Digital Revenues Start to Close Down Linear Losses at ProSiebenSat.1

Dan Meier 14 November, 2023 

ProSiebenSat.1 posted its quarterly earnings this morning, indicating more signs of light in a European ad market showing tentative signs of recovery.

The German media group generated €888 million revenues in Q3 2023, representing a 3 percent YoY drop. But the company noted the quarterly results were “almost stable” compared to the first half of the year; the decline was less pronounced than ProSieben’s 9 percent YoY decrease in the previous quarter. But taken cumulatively, group revenues fell by 11 percent YoY over the first nine months of 2023.

The slight decline in the latest quarter was the same 3 percent drop in the Entertainment division, which is to be expected given the segment’s prominence in the group’s revenue mix. It includes the TV business, whose ad revenues slipped 5 percent YoY. But again, the losses were “significantly lower” than during the first six months of 2023, according to the broadcaster.

This suggests a slightly brighter TV ad market in Germany, and tallies with RTL’s results reported last week. The rival broadcaster posted a 3.7 percent YoY dip in ad revenues, compared with the 12.5 percent fall for the first half of the year.

The road to recovery

Prosieben noted that the TV declines were “partially offset” by a 16 percent YoY increase in digital ad revenues. The group has re-positioned its streaming service, Joyn, to drive its entertainment business. And the strategic refocus appears to be paying off, as Joyn saw a 58 percent YoY rise in ad revenues during Q3.

This is significant as digital revenues have generally not been enough to offset commercial broadcasters’ shrinking TV revenues. And although the entertainment business was still down 3 percent, the results suggest Prosieben is moving away from reliance on linear TV.

As part of this restructuring, the broadcaster cut 400 jobs following its full acquisition of Joyn. New management was brought in when Joyn’s former bosses resigned over “differing views on the future direction of the platform,” according to ProSieben.

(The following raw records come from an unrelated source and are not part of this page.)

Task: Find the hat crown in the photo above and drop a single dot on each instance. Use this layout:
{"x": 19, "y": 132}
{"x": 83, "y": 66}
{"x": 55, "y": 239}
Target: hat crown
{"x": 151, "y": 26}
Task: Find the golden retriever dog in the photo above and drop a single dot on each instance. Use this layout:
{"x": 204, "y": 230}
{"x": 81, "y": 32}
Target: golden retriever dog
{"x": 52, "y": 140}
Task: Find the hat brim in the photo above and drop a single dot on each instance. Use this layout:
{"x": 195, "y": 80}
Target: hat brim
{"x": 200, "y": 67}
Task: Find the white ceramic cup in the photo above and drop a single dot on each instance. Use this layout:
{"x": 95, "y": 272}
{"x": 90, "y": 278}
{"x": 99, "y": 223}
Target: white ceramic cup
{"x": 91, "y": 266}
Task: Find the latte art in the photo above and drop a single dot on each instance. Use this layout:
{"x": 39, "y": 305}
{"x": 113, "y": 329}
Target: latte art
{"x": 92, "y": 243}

“We have taken the challenges in the market as an opportunity to realign our group in terms of both personnel and organisational,” said ProSieben CEO Bert Habets. “In doing so, we are setting the course to expand our digital business areas more strongly. At the same time, we have now successfully implemented the cost efficiency program that we initiated at the beginning of the year.”

Performance to date

The Commerce & Ventures division also helped make up the bulk of lost TV revenues, with price comparison website Verivox and perfume retailer Flaconi contributing to the segment’s 14 percent uptick in external revenues.

The company reported a weaker performance from its dating and video segment, comprising dating apps and social entertainment, where external revenues fell 17 percent YoY. It is worth noting that Prosieben’s cost-cutting iniatitives include plans to divest the online dating service. “We will fully realise the savings from our efficiency programme in the fourth quarter respectively in 2024,” said Habets.

And the broadcaster is predicting further recovery for the rest of the year. Prosieben CFO Martin Mildner said the group is “currently expecting a slight increase in revenues and earnings in the crucial fourth quarter.” But that optimism remains on the cautious side, forecasting full-year revenues at the lower end of the group’s target range (€4.10 billion plus/minus €150 million).

Prosieben shares jumped 12 percent at the results, breathing life into the company’s stock price which has fallen sharply this year.